The statute of limitations for a credit card debt in Arizona is six (6) years.
What is the statute of limitations for a credit card debt in Arizona?
There is a limited amount of time in which a credit card company or third party debt collector can file a lawsuit against you for an unpaid. This is known as the statute of limitations. In Arizona the statute of limitations is six years. If a credit card company or collection agency does not file a lawsuit within six years they are precluded from doing so. Although the debt may be uncollectable the creditor may still contact you to demand payment and may report your delinquency to the credit bureaus. Arizona previously had a three year statute of limitations which was extended to six years on July 20, 2011. The Arizona statute of limitations for a credit card debt is defined under A.R.S. ?12-548, which states: A. An action for debt shall be commenced and prosecuted within six years after the cause of action accrues, and not afterward, if the indebtedness is evidenced by or founded on either of the following: 1. A contract in writing that is executed in this state. 2. A credit card as defined in section 13-2101, paragraph 3, subdivision (a).

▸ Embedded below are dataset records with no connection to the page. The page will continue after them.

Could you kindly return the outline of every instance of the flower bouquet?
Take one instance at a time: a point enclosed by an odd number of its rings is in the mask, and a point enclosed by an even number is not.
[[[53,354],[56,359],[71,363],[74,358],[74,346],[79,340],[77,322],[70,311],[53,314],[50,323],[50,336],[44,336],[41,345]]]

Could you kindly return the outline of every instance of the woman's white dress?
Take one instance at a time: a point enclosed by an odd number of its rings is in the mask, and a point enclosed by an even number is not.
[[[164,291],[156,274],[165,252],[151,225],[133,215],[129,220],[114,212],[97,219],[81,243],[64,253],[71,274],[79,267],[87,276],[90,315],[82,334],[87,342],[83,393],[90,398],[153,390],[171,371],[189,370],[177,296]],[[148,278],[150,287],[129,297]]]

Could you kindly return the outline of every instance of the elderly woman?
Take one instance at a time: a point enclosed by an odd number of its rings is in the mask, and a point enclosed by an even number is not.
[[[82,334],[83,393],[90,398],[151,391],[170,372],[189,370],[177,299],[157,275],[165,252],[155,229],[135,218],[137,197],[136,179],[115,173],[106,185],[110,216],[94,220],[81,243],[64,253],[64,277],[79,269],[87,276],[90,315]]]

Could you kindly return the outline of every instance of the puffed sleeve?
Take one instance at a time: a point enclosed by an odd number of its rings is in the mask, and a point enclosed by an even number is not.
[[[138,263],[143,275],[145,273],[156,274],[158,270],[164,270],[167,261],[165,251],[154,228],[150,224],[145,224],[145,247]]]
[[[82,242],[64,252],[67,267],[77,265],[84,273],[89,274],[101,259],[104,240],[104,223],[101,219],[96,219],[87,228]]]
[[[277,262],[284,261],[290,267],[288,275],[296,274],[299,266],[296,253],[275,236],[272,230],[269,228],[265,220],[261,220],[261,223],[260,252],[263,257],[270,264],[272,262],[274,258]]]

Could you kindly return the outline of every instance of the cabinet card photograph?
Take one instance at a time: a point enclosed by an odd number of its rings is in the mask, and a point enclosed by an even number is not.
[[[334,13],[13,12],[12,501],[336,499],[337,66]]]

B. If there is a conflict between another jurisdiction and this state relating to the statute of limitations for a debt action as described in subsection A of this section, this section applies.
When does the statute of limitations for a credit card debt begin to run?
The statute of limitations for a credit card debt begins to run when you stop making payments on your credit card. Most credit card companies and collection agencies do not let the statute of limitations expire and often file suit near the deadline, when the debt is much larger. As a result, it is usually not a sound financial strategy to wait for the statute of limitations to run on a debt.